Elan and Biogen Idec are to appeal a decision by European regulators not to recommend approval of their embattled multiple sclerosis drug Tysabri for the treatment of Crohn’s disease.
The European Medicines Agency’s Committee for Medicinal Products for Human Use said that the benefits of using the drug in this setting did not outweigh the risks, and there was “insufficient evidence” of its effectiveness as a therapy for the disease. Moreover, it voiced concerns over potentially serious side effects, including the brain infection progressive multifocal leukoencephalopathy (PML).

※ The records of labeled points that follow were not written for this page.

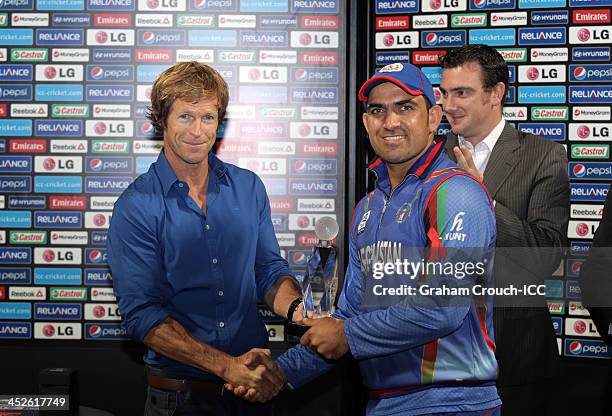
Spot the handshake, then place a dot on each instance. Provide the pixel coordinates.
(255, 376)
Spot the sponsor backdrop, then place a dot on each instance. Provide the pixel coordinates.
(75, 79)
(558, 52)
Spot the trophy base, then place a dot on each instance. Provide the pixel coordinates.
(296, 330)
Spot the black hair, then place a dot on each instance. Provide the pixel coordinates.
(493, 66)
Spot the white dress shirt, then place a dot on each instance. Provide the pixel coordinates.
(482, 152)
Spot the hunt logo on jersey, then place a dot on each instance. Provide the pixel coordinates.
(48, 255)
(397, 40)
(58, 164)
(541, 73)
(542, 36)
(590, 131)
(443, 38)
(590, 34)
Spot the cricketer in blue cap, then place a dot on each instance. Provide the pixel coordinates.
(408, 77)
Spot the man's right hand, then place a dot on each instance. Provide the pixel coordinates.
(257, 375)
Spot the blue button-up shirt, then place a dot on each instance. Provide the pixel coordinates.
(206, 271)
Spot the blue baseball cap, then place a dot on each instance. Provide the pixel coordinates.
(406, 76)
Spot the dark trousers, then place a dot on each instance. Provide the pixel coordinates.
(527, 399)
(170, 403)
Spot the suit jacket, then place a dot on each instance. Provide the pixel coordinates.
(527, 178)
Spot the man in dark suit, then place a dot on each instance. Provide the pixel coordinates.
(526, 177)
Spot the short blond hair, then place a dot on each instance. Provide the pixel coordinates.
(188, 81)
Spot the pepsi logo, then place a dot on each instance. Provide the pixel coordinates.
(100, 128)
(583, 131)
(584, 35)
(96, 72)
(50, 72)
(580, 327)
(582, 229)
(300, 74)
(48, 330)
(147, 128)
(254, 74)
(575, 347)
(579, 170)
(99, 219)
(95, 256)
(99, 311)
(580, 73)
(148, 37)
(200, 4)
(298, 258)
(533, 73)
(48, 256)
(431, 39)
(95, 165)
(101, 37)
(304, 130)
(49, 164)
(299, 166)
(303, 221)
(305, 39)
(389, 40)
(95, 331)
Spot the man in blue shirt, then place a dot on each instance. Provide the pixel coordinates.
(192, 249)
(418, 354)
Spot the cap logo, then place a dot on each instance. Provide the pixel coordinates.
(392, 68)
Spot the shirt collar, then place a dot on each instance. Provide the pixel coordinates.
(168, 178)
(420, 168)
(491, 138)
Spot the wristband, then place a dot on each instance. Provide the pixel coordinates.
(292, 308)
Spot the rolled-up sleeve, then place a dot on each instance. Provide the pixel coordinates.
(269, 265)
(135, 259)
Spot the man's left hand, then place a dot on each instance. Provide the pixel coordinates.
(465, 160)
(326, 336)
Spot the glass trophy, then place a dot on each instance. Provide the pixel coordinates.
(320, 282)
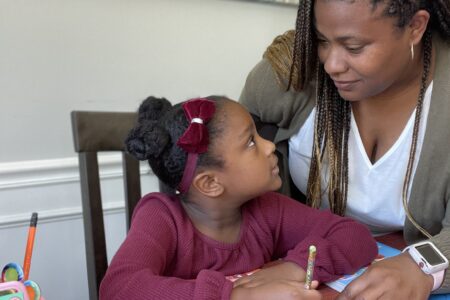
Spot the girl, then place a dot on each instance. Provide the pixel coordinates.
(223, 217)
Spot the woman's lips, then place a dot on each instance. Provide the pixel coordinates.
(345, 85)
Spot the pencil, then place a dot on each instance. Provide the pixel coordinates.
(29, 248)
(310, 267)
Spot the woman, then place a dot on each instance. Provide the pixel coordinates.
(361, 95)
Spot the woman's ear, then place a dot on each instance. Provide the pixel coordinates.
(418, 26)
(208, 183)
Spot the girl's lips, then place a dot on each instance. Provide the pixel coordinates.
(275, 170)
(345, 85)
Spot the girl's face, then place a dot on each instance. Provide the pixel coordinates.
(362, 50)
(251, 166)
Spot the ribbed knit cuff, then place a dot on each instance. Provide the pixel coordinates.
(212, 285)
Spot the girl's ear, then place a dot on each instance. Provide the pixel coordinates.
(418, 25)
(207, 183)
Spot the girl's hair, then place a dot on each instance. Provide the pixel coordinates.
(155, 136)
(333, 112)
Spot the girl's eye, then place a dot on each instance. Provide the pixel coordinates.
(322, 42)
(251, 142)
(354, 49)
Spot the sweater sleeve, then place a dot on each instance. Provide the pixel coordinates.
(137, 270)
(343, 245)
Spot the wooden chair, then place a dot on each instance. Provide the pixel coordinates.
(94, 132)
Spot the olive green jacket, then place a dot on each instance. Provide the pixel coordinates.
(264, 97)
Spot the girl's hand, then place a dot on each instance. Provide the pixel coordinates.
(398, 277)
(279, 271)
(276, 290)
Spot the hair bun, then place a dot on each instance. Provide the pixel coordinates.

Tysabri (natalizumab) was approved in the USA for the treatment of multiple sclerosis at the end of 2004, but was promptly taken off the shelves again in March 2005 after a patient died from PML while taking Tysabri. It remerged in July last year after receiving clearance, with certain restrictions, from regulators on both sides of the Atlantic.
The companies said they will appealing the CHMP’s decision to reject its use in Crohn’s, and expect a verdict in the first quarter of next year.
“Without natalizumab, European patients with severely active disease who failed other therapies and who are suffering from continuous symptoms may be offered surgery, with its potential complications, intravenous nutritional therapies or clinical trials with unproven experimental agents, depending upon on the patients' condition,” commented Professor Jean-Frederick Colombel, University of Lille. “There is a need for new therapies for this very difficult disease.”
Shares of Elan closed down 3.3% to $21.19 on the New York Stock Exchange yesterday, but while Biogen Idec’s stock dipped almost 2% during the day, it recovered again to finish just $0.16 off the previous day’s close.
The US Food and Drug Administration is holding an advisory committee meeting to discuss the application on July 31, 2007, so all eyes will be on their decision now.